RE: [RFC/RFT][PATCH v8] cpuidle: New timer events oriented governor for tickless systems

From: Doug Smythies
Date: Thu Oct 10 2019 - 03:05:21 EST


On 2019.10.09 06:37 Rafael J. Wysocki wrote:
> On Wednesday, October 9, 2019 1:19:51 AM CEST Rafael J. Wysocki wrote:
>> On Tuesday, October 8, 2019 12:49:01 PM CEST Rafael J. Wysocki wrote:
>>> On Tue, Oct 8, 2019 at 11:51 AM Rafael J. Wysocki <rafael@xxxxxxxxxx> wrote:
>>>> On Tue, Oct 8, 2019 at 8:20 AM Doug Smythies <dsmythies@xxxxxxxxx> wrote:
>>>>> O.K. Thanks for your quick reply, and insight.
>>>>>
>>>>> I think long durations always need to be counted, but currently if
>>>>> the deepest idle state is disabled, they are not.
...
>>>> AFAICS, adding early_hits to count is not a mistake if there are still
>>>> enabled states deeper than the current one.
>>>
>>> And the mistake appears to be that the "hits" and "misses" metrics
>>> aren't handled in analogy with the "early_hits" one when the current
>>> state is disabled.

I only know how to exploit and test the "hits" and "misses" path
that should use the deepest available idle state upon transition
to an idle system.
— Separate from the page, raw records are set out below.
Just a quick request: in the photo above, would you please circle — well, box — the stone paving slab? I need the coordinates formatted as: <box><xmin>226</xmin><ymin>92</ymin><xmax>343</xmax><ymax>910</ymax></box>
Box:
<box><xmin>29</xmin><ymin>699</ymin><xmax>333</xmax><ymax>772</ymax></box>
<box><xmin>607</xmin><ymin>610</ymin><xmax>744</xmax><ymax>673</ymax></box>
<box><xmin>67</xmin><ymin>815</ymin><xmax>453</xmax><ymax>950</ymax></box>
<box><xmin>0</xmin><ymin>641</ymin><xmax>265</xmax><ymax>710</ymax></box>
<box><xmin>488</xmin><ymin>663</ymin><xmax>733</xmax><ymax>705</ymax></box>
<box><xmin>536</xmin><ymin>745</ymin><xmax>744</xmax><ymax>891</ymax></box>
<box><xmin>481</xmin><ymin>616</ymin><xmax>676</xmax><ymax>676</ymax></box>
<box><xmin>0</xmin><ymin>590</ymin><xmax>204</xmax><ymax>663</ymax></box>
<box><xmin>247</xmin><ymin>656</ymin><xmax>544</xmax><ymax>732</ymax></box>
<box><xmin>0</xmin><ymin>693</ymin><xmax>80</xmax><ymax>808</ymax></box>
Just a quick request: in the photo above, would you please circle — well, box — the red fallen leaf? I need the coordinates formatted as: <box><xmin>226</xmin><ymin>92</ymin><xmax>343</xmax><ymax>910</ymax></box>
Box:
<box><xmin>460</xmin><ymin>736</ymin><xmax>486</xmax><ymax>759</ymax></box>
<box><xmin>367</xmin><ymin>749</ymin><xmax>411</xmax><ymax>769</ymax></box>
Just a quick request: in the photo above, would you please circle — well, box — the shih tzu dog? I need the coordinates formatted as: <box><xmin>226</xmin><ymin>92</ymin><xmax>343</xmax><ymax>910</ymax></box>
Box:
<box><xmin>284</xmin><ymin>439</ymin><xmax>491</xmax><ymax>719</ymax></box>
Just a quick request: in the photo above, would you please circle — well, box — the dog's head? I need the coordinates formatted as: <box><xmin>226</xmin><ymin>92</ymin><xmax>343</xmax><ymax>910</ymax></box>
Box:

Even so, the test has a low probability of
failing, and so needs to be run many times.

I do not know how to demonstrate and/or test any "early_hits" path
to confirm that an issue exists or that it is fixed.

>>>
>>> Let me try to cut a patch to address that.
>>
>> Appended below, not tested.

Reference as: rjw1

>>
>> It is meant to address two problems, one of which is that the "hits" and
>> "misses" metrics of disabled states need to be taken into account too in
>> some cases, and the other is an issue with the handling of "early hits"
>> which may lead to suboptimal state selection if some states are disabled.
>
> Well, it still misses a couple of points.
>
> First, disable states that are too deep should not be taken into consideration
> at all.
>
> Second, the "hits" and "misses" metrics of disabled states need to be used for
> idle duration ranges corresponding to them regardless of whether or not the
> "hits" value is greater than the "misses" one.
>
> Updated patch is below (still not tested), but it tries to do too much in one
> go, so I need to split it into a series of smaller changes.

Thanks for your continued look at this.

Reference as: rjw2

Test 1, hack job statistical test (old tests re-stated):

Kernel tests fail rate
5.4-rc1 6616 13.45%
5.3 2376 4.50%
5.3-teov7 12136 0.00% <<< teo.c reverted and teov7 put in its place.
5.4-rc1-ds 11168 0.00% <<< [old] ds proposed patch (> 7 hours test time)
5.4-rc1-ds12 4224 0.00% <<< [old] new ds proposed patch
5.4-rc2-rjw1 11280 0.00%
5.4-rc2-rjw2 640 0.00% <<< Will be run again, for longer.

Test 2: I also looked at every possible enable/disable idle combination,
and they all seemed O.K.

No other tests have been run yet.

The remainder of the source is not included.